Corona diye diye… (2)
Asrın vebası Corona virüs, insanlığın başı ağrıtmaya devam ediyor. Ancak mikroskoplarla milyonlarca kez büyütülerek ancak görünebilen bir hayvancık bakın neler yapıyor. Bu virüsleri biyolojik silah olarak üretip kullanana küresel zalimler de yaratanın yüce kudretini ve ince sanatını keşfetmiyorlar mı? Ama büyük bir ihtimalle onlar, kalpleri ve duyu organları mühürlü olanlara çoktan ilhak olmuş durumdadırlar. “Andolsun, biz cinler ve insanlardan birçoğunu cehennem için yaratmışızdır. Onların kalpleri vardır, onlarla kavramazlar; gözleri vardır, onlarla görmezler; kulakları vardır, onlarla işitmezler. İşte onlar hayvanlar gibidir; hatta daha da şaşkındırlar. İşte asıl gafiller onlardır.” (Araf 7/179)
Şimdi işin gözden
kaçırılan asıl özüne gelelim.
Corona Virüs, Domuz gribi, kuş gribi vb. gripler, biyolojik silahlar mıdır?
Yoksa kulların bunca isyan ve nankörlüklerine karşı Allah'ın (cc) bir gazabı
mıdır? Bu da ayrıca tartışılmalıdır. Şurası kesindir ki;
• Bir işveren, işin hakkını verenle vermeyen işçisini,
• Anne baba, evlatlığın hakkını verenle vermeyen evlatlarını,
• Bir mülk sahibi, kirasını ve kiracılık hakkını verenle vermeyen kiracıyı,
• Öğretmen, dersin hakkını verenle vermeyen öğrencisini bir tutmaz.
Malik-ül mülk, halikul kuva vel kuder olan Kâinatın sahibi Allah (cc) da
kulluğun hakkını verenle vermeyen kullarını, şükreden kullarıyla, nankörleri
elbette bir tutmaz.
Şu halde ekranlarda boy gösteren bilim adamları! İşin sadece fiziki ve maddi
yönünü ele alıp manevi yönünü ısrarla göz ardı etmekle hata ediyorlar. Hâlbuki
dünya kurulalı, nice kereler aynı olaylar yaşanmadı mı?
Resulullah (sav)
şöyle buyurur:
“Beş şey var ki bunlarla imtihan edilir ve başınıza böyle musibetler gelirse
haliniz yaman olur. Sizlerin böyle bir zamanda yaşamanızdan Allah (cc) a
sığınırım.
1. bir toplumda zina açıktan yapılacak kadar ileri gitmişse, o toplumda
geçmişte olmayan hastalıklar yaygın hale gelir.

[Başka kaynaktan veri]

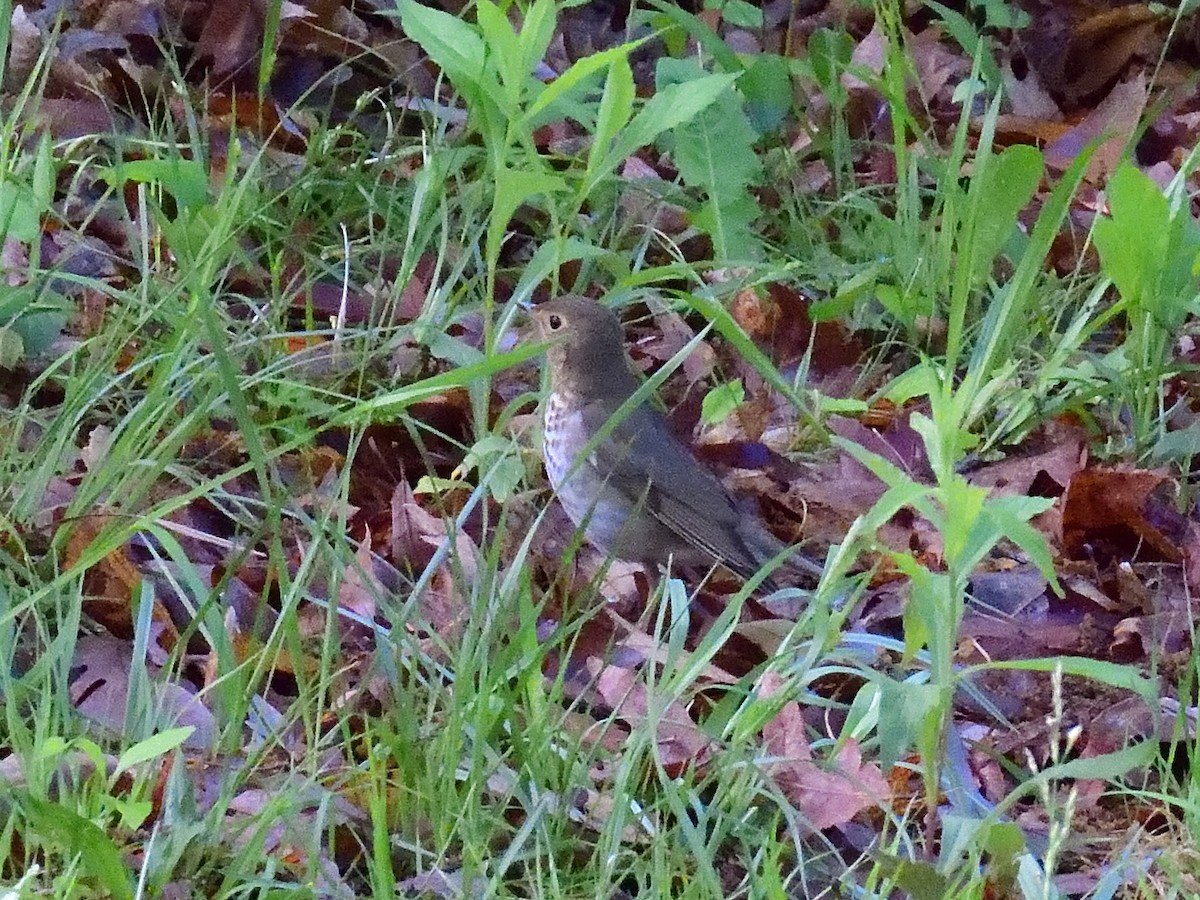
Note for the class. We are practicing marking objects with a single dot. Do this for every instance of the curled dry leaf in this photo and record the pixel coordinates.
(828, 795)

2. ölçü ve tartıda hile yaparlarsa, mutlaka kendilerini kıtlık, şiddetli geçim
sıkıntısı ve idarecilerin zulmü yakalar.
3. zekât vermede cimrilik yaparlarsa, onlara gökten yağmur yağdırılmaz. Şayet
hayvanlar olmasaydı onlara hiç yağmur yağdırılmazdı.
4. Allah (cc) ve Resulüne (sav) verdikleri sözü bozarlarsa, mutlaka onlara
kendilerinden olmayan bir düşman musallat olur ve ellerindekinin bir kısmını
alır.
5. onların idarecileri Allah (cc)’ın kitabıyla hükmetmezlerse, mutlaka
aralarında anarşi ve çekişme baş gösterir. (İbni Mâce, Bezzar, Beyhakî,
Et-terğib vet terhib trc. Huzur y. Zekât S c. 2 s. 206)

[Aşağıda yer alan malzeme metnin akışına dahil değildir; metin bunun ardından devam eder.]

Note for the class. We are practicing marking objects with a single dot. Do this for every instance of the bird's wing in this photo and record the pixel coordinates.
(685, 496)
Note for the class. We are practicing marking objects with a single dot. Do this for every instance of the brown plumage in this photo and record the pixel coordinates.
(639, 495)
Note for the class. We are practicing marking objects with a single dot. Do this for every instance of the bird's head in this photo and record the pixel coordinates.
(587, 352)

“Onlardan önce nice nesilleri helâk ettiğimizi görmediler
mi? Yeryüzünde size vermediğimiz imkân ve iktidarı onlara vermiştik. Onlara bol
bol yağmur yağdırmıştık. Topraklarından nehirler akıttık. Sonra da günahları
sebebiyle onları helâk ettik ve arkalarından başka bir nesil var ettik.” (Enam
6/6)
Elbette tedbir almayalım, bilimsel verileri boş verelim demek istemiyoruz.
Ancak maddi/fiziki tedbirlerin beraberinde Allaha (cc) kulluğun gereğini yerine
getirmezsek ciddi bir yanılgıya düşmüş oluruz. Bizim asıl isyanımız kartel
medyasının her tabii felaketi işlerken kâinatın sahibini devre dışı bırakma
girişimidir. Buna karşı uyanık olalım.
Unutmayalım ki bu kâinatın bir sahibi var. Her şey onun emir ve iradesiyle
hareket ediyor. Onu izni olmadan bir ağacın yaprağı dahi yere düşmez. Onun gücü
tüm güçlerin, planı tüm planların üstündedir.